Useful Information and Design Choices Loss
At the moment we start ignoring part of the code with comments, we have no way to compute our real test coverage and no quick feedback loop on which parts of our code would benefit from better testing. To me, consciously deciding to or not to test a part of the code is as much a design choice as creating an abstraction or delegating responsibility to another component. Moreover, which tests should we include or not in the computation of this code coverage metric?
False Confidence Feeling
Overtime, we end up forgetting which parts of the code are covered and those that are not. We fall into the trap of thinking that everything has been thoroughly tested and we can be confident about the code we are shipping, but are we really? Yes of course! Otherwise our CI pipeline would have catch that code coverage is not 100%… A single test can generate 100% coverage of all code branches without making assertions for each of these branches.
Is This Really Different Than Relying On People Good Will?
Put into the wrong hands, the famous ignore comments could end up being use to speed things up temporarily by promising to come back once the whole thing will be delivered. But more often than not, once something reached the trunk it rapidly falls into the abysses until some bugs are opened and we then look surprised that these pieces of code could have passed through the review process without test coverage. It is not necessarily due to simple laziness or lack of skills, but the reality is that things are moving fast and we rapidly forget about those floating personal or collective reminders over new and juicy tasks we have to do. Also, if you are an adept of TDD, you could challenge the real value of these tests if they did not help to shape our design anyway. In the end, this boils down to relying on people good will anyway, but in addition to polluting our codebase with comments and losing useful information about our codebase’s health.

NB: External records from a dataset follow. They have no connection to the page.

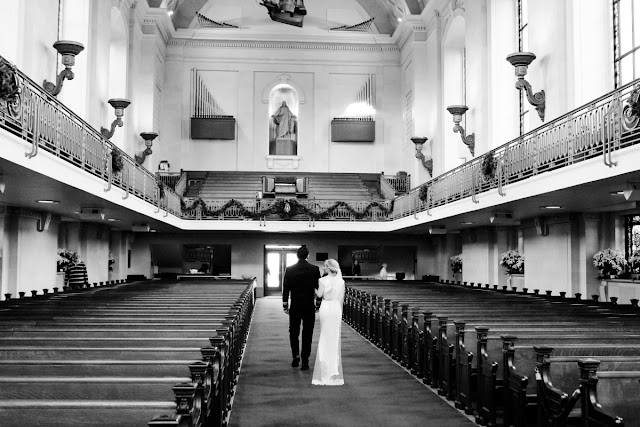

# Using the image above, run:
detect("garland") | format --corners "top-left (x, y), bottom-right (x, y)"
top-left (180, 198), bottom-right (394, 221)
top-left (0, 58), bottom-right (20, 103)
top-left (480, 151), bottom-right (498, 181)
top-left (111, 147), bottom-right (124, 174)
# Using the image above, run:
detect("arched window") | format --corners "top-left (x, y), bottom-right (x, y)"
top-left (104, 7), bottom-right (128, 151)
top-left (443, 16), bottom-right (470, 170)
top-left (269, 83), bottom-right (300, 156)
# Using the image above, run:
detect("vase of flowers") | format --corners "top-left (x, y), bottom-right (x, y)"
top-left (57, 248), bottom-right (78, 271)
top-left (449, 255), bottom-right (462, 281)
top-left (593, 248), bottom-right (627, 279)
top-left (500, 250), bottom-right (524, 274)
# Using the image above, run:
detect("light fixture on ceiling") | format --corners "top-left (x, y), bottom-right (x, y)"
top-left (100, 98), bottom-right (131, 139)
top-left (507, 52), bottom-right (546, 122)
top-left (429, 227), bottom-right (447, 234)
top-left (411, 136), bottom-right (433, 176)
top-left (489, 212), bottom-right (520, 225)
top-left (42, 40), bottom-right (84, 96)
top-left (447, 105), bottom-right (476, 156)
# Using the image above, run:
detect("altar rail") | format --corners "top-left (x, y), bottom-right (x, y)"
top-left (0, 56), bottom-right (180, 215)
top-left (392, 80), bottom-right (640, 219)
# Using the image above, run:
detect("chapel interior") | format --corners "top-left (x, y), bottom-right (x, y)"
top-left (0, 0), bottom-right (640, 426)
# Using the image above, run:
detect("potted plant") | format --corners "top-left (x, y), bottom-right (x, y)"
top-left (449, 255), bottom-right (462, 280)
top-left (500, 249), bottom-right (524, 288)
top-left (593, 248), bottom-right (627, 279)
top-left (627, 252), bottom-right (640, 279)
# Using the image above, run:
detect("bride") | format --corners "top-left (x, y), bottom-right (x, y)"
top-left (311, 259), bottom-right (344, 385)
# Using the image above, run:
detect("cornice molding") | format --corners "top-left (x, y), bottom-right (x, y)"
top-left (167, 39), bottom-right (400, 52)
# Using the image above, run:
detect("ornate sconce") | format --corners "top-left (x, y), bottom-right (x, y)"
top-left (42, 40), bottom-right (84, 96)
top-left (507, 52), bottom-right (546, 122)
top-left (411, 136), bottom-right (433, 176)
top-left (447, 105), bottom-right (476, 156)
top-left (100, 98), bottom-right (131, 139)
top-left (136, 132), bottom-right (158, 165)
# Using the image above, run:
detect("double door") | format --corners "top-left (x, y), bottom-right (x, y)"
top-left (264, 246), bottom-right (298, 295)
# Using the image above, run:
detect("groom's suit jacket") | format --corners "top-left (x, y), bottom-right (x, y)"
top-left (282, 260), bottom-right (320, 312)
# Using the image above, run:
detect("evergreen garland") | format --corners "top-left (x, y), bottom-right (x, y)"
top-left (180, 198), bottom-right (394, 221)
top-left (111, 147), bottom-right (124, 174)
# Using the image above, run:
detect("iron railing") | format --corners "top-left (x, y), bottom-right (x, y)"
top-left (0, 57), bottom-right (640, 221)
top-left (0, 56), bottom-right (180, 215)
top-left (391, 80), bottom-right (640, 219)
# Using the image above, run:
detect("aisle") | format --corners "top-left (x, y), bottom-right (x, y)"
top-left (230, 297), bottom-right (475, 427)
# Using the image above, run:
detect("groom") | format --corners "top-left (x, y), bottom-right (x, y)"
top-left (282, 246), bottom-right (320, 371)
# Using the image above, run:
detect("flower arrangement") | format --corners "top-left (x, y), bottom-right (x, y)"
top-left (500, 250), bottom-right (524, 274)
top-left (627, 252), bottom-right (640, 273)
top-left (109, 252), bottom-right (116, 271)
top-left (593, 248), bottom-right (627, 278)
top-left (58, 249), bottom-right (78, 271)
top-left (449, 255), bottom-right (462, 274)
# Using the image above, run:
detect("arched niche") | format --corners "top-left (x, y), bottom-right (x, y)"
top-left (269, 83), bottom-right (300, 156)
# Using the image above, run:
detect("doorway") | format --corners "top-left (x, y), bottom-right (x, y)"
top-left (264, 245), bottom-right (300, 296)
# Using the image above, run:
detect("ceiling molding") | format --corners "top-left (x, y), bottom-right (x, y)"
top-left (168, 39), bottom-right (400, 52)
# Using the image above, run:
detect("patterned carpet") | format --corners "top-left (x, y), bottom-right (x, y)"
top-left (230, 297), bottom-right (475, 427)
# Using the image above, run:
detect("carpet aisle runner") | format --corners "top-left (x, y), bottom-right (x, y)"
top-left (230, 297), bottom-right (475, 427)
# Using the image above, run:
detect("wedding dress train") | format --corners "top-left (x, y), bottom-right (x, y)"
top-left (311, 275), bottom-right (344, 385)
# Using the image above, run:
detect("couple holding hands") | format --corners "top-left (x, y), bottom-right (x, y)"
top-left (282, 246), bottom-right (345, 385)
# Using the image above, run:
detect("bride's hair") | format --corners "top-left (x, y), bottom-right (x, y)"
top-left (324, 258), bottom-right (341, 274)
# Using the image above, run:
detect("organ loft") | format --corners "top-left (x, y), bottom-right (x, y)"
top-left (0, 0), bottom-right (640, 427)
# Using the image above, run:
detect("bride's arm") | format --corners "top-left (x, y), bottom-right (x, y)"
top-left (316, 280), bottom-right (324, 298)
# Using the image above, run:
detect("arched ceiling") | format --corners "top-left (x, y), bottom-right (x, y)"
top-left (147, 0), bottom-right (428, 35)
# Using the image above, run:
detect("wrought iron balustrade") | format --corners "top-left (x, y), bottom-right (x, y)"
top-left (0, 56), bottom-right (181, 215)
top-left (392, 80), bottom-right (640, 219)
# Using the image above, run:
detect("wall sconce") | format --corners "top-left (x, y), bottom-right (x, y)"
top-left (42, 40), bottom-right (84, 96)
top-left (100, 98), bottom-right (131, 139)
top-left (411, 136), bottom-right (433, 176)
top-left (447, 105), bottom-right (476, 156)
top-left (135, 132), bottom-right (158, 165)
top-left (507, 52), bottom-right (546, 122)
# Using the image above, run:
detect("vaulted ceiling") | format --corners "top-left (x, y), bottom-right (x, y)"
top-left (147, 0), bottom-right (428, 35)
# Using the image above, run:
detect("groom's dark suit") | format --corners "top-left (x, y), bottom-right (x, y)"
top-left (282, 259), bottom-right (320, 367)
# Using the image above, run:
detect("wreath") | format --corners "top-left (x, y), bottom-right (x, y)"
top-left (0, 59), bottom-right (20, 103)
top-left (480, 151), bottom-right (498, 181)
top-left (111, 147), bottom-right (124, 173)
top-left (180, 198), bottom-right (394, 221)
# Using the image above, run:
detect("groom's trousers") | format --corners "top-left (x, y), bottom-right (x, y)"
top-left (289, 308), bottom-right (316, 362)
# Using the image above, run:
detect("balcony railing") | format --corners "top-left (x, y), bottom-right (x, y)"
top-left (0, 57), bottom-right (181, 215)
top-left (0, 57), bottom-right (640, 226)
top-left (392, 80), bottom-right (640, 219)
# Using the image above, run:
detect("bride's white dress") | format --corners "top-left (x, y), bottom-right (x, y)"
top-left (311, 275), bottom-right (344, 385)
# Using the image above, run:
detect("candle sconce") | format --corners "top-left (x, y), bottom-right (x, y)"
top-left (100, 98), bottom-right (131, 139)
top-left (447, 105), bottom-right (476, 156)
top-left (507, 52), bottom-right (547, 122)
top-left (42, 40), bottom-right (84, 96)
top-left (135, 132), bottom-right (158, 165)
top-left (411, 136), bottom-right (433, 176)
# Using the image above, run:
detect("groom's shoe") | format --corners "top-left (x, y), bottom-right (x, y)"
top-left (291, 356), bottom-right (300, 368)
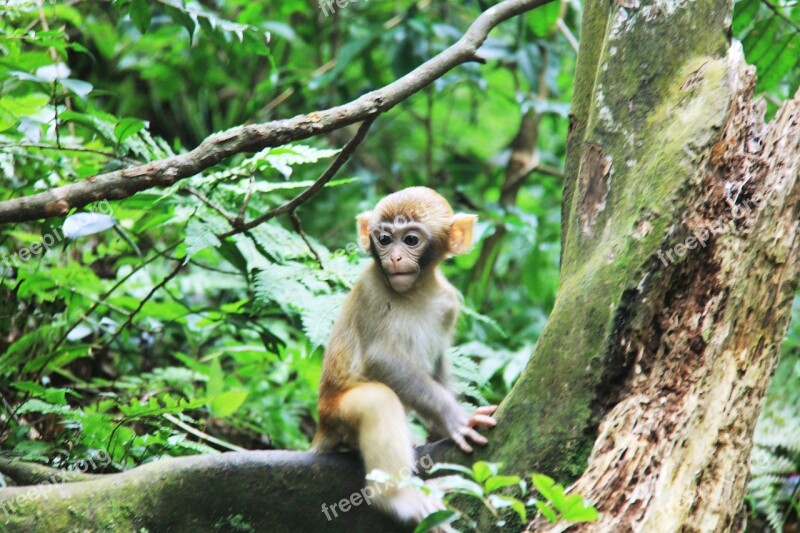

Coverage Tests Instead of Behavioural Tests
Last but not least, depending on how the code coverage metric is computed, this could promote bad practices such as writing tests at the wrong level of abstraction/scope. More often than not, people will use the coverage provided by the unit tests to compute their coverage because larger tests would not be restrictive enough. However, if having 100% of code coverage is a bad idea, having 100% of code coverage with unit tests is an idea for disaster. These tests in addition to being hard to write are also hard to maintain because they will have to change at the same rate as the code they are related to. Before going any further, let’s define what I consider as a coverage test against what I call a behavioural test.
First and foremost, to me, tests are design and documentation tools. This is why they have to be written before the production code to enhance their full potential. They also help me making sure that everything is working the way it should at least for the tested cases. The fact that they are automated greatly help with dependencies updates and refactoring. A test should never be changed unless the behaviour they are assessing is changed itself or delegated to another component. The fact that a test that has to change if the implementation of a component has changed is a really bad smell that should be considered seriously.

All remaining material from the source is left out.